I first arrived at this question with my economist hat on, and the answer was "of course, there would be", because knowledge and software infrastructure are non-excludable goods (useful to many but not profitable to release). But then my collaborators suggested that I take the economist hat off and try to remember what's actually happening in reality, in which, oh yeah, it genuinely seems like all of the open source code and software infrastructures and knowledge required for AI are being produced and freely released by private actors, in which case, us promoting public goods markets couldn't make things worse. (Sub-question: Why is that happening?)

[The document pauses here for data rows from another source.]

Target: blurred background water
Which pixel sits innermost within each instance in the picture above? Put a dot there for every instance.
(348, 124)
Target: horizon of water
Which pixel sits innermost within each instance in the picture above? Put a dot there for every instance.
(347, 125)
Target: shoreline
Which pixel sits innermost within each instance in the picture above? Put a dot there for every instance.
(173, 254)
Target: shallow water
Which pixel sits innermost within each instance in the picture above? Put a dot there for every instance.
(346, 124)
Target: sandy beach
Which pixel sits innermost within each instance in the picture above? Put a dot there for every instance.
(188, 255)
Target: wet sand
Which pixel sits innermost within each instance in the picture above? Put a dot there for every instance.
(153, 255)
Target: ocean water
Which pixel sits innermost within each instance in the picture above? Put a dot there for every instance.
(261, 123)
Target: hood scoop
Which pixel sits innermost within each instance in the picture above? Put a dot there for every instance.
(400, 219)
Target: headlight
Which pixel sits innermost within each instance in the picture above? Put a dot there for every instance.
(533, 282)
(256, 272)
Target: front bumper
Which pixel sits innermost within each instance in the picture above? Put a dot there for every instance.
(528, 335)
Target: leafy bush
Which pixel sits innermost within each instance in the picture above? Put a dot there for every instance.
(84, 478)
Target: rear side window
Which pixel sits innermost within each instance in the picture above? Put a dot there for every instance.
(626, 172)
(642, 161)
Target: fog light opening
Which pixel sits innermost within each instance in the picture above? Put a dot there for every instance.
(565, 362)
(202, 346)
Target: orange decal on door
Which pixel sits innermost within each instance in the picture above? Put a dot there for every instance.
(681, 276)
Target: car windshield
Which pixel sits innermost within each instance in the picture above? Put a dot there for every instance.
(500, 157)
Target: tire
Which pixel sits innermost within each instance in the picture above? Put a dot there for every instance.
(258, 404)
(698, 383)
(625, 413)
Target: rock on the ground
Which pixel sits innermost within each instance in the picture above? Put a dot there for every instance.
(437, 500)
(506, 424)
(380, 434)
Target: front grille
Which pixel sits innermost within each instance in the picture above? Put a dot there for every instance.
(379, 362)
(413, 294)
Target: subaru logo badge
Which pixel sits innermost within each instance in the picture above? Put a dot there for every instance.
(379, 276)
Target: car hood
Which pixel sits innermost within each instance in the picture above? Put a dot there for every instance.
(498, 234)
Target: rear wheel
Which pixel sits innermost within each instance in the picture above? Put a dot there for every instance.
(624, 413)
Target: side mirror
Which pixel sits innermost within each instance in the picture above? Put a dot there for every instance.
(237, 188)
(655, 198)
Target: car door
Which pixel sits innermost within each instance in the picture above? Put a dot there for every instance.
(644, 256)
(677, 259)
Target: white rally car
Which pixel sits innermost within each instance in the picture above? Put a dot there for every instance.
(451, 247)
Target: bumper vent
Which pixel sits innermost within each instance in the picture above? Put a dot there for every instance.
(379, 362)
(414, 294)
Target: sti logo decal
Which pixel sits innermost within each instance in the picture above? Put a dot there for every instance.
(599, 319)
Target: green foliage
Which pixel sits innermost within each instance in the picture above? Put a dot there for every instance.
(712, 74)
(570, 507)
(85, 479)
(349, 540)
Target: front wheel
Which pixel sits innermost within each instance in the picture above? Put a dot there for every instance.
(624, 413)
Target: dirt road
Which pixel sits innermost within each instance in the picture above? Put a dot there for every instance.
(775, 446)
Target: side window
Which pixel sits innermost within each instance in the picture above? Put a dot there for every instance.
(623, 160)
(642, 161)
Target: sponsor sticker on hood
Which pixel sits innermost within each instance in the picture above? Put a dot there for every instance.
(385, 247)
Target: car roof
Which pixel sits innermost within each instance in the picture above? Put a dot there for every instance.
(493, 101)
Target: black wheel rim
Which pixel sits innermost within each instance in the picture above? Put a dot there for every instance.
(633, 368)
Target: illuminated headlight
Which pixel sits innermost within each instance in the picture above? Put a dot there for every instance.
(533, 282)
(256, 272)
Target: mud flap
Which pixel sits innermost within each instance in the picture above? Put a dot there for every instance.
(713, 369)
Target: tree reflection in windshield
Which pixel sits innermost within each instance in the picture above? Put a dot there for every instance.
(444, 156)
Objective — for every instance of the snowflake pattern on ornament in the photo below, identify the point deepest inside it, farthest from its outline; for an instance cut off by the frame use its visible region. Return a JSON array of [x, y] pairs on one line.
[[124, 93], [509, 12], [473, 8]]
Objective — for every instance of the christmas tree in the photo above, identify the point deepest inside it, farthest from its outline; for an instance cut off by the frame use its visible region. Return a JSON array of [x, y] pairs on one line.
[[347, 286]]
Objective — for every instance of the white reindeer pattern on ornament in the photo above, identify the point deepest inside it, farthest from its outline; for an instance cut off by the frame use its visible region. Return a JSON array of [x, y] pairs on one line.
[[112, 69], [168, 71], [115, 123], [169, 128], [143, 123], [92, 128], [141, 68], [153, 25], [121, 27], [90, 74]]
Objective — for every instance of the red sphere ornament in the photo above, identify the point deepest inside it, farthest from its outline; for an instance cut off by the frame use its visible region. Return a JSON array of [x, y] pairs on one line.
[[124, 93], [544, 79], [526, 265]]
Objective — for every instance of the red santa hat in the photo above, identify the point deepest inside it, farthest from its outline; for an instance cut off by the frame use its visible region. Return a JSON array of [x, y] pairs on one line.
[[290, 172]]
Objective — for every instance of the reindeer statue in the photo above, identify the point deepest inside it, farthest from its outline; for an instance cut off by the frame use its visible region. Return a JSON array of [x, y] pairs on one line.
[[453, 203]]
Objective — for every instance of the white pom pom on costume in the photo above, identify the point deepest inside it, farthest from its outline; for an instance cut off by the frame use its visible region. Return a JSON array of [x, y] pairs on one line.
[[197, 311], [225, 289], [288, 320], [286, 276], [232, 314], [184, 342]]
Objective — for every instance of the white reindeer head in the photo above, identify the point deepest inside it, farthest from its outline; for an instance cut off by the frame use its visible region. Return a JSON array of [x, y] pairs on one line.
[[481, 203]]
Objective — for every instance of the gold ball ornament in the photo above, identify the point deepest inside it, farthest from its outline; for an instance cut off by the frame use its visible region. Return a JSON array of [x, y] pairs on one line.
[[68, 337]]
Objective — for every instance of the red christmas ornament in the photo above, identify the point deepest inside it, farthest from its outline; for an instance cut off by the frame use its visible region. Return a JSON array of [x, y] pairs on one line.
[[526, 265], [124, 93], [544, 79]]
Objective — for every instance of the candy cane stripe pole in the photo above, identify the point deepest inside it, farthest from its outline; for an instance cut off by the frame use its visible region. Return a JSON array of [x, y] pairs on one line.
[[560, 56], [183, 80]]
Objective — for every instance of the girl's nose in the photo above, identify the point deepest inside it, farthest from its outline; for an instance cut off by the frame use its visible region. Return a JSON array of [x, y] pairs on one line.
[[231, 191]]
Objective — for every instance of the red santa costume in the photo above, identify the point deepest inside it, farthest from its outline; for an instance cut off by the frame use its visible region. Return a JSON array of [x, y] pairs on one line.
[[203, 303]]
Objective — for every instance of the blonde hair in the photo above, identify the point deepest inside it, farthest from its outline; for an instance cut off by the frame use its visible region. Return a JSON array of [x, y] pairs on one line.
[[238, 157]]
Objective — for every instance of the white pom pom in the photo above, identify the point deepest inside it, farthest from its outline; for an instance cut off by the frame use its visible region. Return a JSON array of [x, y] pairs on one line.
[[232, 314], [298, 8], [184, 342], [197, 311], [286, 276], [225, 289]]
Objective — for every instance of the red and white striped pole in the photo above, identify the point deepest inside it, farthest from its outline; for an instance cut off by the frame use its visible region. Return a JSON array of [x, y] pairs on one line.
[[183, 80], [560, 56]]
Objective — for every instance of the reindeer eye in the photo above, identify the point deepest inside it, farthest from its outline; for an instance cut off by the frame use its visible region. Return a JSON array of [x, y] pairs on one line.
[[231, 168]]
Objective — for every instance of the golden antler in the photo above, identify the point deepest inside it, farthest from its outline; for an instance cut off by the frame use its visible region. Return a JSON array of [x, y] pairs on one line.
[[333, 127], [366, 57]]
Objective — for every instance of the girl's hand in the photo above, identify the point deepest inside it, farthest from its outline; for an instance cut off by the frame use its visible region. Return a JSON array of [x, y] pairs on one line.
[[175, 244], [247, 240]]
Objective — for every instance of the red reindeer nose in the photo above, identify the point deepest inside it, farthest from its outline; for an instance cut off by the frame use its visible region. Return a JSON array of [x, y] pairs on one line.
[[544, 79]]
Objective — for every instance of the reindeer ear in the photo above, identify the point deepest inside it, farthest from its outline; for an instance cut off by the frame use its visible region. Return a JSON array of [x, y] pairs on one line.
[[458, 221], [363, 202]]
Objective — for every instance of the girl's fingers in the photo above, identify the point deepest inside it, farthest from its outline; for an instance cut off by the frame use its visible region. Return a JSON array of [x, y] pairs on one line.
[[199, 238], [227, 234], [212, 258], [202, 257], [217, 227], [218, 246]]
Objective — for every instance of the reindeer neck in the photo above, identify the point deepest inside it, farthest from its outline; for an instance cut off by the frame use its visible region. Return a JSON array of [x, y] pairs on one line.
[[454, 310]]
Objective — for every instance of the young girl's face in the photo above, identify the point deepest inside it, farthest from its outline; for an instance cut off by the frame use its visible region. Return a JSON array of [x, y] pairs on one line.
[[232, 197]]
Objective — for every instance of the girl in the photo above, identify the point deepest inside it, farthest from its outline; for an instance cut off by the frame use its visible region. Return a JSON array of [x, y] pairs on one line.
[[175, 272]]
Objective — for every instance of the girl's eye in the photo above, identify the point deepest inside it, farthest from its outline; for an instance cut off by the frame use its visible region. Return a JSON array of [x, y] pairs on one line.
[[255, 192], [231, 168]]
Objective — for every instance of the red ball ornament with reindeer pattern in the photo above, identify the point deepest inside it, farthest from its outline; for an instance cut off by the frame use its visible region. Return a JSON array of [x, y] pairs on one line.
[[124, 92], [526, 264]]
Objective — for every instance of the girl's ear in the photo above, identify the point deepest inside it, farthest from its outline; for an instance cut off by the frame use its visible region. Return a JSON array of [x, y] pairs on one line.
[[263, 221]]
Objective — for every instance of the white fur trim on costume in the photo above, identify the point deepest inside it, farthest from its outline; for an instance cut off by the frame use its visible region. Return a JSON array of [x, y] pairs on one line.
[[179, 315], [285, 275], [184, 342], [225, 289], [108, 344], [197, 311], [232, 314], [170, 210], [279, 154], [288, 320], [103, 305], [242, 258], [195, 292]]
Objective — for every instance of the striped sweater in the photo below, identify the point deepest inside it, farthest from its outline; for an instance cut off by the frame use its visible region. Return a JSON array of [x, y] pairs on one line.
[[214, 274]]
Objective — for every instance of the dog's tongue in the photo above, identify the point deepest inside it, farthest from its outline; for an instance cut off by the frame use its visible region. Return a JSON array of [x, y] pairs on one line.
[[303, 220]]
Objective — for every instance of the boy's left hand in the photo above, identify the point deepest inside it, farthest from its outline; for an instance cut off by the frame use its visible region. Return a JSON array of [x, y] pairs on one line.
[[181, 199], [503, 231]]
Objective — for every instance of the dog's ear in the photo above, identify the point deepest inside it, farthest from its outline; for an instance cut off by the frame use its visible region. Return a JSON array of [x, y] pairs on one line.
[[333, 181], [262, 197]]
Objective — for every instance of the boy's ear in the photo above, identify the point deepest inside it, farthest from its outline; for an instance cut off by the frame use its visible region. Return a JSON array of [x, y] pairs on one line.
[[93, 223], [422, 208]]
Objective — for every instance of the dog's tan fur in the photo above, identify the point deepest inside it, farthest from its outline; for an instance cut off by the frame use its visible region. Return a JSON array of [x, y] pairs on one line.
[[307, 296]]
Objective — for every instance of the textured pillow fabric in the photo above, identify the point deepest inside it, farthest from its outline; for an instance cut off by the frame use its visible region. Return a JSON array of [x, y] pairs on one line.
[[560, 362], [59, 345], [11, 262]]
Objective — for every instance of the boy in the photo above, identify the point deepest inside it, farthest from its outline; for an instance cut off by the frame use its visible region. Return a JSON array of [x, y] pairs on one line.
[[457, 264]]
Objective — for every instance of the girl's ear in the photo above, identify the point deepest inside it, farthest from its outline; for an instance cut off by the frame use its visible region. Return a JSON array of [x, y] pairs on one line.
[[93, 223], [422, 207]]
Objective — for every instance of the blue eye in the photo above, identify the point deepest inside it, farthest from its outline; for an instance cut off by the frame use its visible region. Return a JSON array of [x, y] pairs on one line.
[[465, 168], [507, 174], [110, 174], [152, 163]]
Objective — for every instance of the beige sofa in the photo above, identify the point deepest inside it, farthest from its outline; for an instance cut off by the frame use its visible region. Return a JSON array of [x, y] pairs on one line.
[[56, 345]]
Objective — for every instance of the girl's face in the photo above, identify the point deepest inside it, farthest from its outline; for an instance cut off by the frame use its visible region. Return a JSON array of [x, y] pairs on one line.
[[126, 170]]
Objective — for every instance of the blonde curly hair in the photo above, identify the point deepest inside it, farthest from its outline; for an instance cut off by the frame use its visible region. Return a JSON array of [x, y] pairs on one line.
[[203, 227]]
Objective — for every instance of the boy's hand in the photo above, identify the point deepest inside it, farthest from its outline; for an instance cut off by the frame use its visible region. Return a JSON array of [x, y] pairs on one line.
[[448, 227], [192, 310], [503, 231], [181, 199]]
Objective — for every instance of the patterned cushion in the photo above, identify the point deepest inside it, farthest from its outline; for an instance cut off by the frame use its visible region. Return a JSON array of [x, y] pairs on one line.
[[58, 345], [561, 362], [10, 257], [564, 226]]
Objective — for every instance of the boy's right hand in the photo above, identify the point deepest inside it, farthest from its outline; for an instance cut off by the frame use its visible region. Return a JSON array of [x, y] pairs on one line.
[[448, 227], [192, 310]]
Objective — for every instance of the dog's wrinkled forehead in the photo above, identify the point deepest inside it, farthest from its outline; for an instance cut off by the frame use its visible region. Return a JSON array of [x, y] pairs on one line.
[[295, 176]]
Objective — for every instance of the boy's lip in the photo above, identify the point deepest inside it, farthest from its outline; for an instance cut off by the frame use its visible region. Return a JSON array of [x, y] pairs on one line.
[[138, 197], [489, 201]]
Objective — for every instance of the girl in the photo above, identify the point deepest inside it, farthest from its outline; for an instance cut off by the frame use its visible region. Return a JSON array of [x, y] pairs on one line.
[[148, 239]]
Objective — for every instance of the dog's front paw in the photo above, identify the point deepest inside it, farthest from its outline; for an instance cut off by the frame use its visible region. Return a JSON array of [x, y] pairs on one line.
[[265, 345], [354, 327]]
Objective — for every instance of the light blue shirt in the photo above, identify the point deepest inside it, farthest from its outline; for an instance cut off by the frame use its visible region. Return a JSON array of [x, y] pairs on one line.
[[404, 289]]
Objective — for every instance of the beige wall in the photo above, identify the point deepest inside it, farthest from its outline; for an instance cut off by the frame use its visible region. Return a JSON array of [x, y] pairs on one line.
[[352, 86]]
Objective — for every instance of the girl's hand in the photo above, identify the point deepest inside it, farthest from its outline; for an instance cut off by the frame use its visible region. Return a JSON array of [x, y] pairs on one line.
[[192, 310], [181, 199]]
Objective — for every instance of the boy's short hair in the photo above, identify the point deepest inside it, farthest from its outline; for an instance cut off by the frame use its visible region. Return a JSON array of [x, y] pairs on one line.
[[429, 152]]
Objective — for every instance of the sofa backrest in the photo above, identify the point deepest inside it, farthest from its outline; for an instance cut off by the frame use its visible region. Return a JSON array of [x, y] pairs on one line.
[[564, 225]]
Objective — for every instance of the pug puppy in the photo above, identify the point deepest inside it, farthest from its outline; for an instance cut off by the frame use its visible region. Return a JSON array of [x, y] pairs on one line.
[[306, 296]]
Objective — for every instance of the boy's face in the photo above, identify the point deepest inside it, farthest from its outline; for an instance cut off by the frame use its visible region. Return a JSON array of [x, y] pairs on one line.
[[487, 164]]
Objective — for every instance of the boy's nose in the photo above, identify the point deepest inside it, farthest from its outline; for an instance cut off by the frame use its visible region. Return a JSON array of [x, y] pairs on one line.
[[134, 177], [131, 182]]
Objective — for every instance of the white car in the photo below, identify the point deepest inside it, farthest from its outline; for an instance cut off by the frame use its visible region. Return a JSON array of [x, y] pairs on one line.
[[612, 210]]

But it's possible that that's not actually happening, it could be a streetlight effect: Maybe I've only come to think that all of the progress is being publicly released because I don't see all of the stuff that isn't! Maybe there are a whole lot of coordination problems going on in the background that are holding back progress, maybe OpenAI and Deepmind, the algorithmic traders, DJI, and defense researchers are all doing a lot of huge stuff but it's not being shared and fitted together, but a lot of it would be in the public cauldron if an impact cert market existed. I wouldn't know! Can we rule it out?
It would be really great to hear from anyone working on AI, AGI, and alignment on this. When you're working in an engineering field, you know what the missing pieces are, you know where people are failing to coordinate, you probably already know whether there's a lot of crucial work that no individual player has an incentive to do.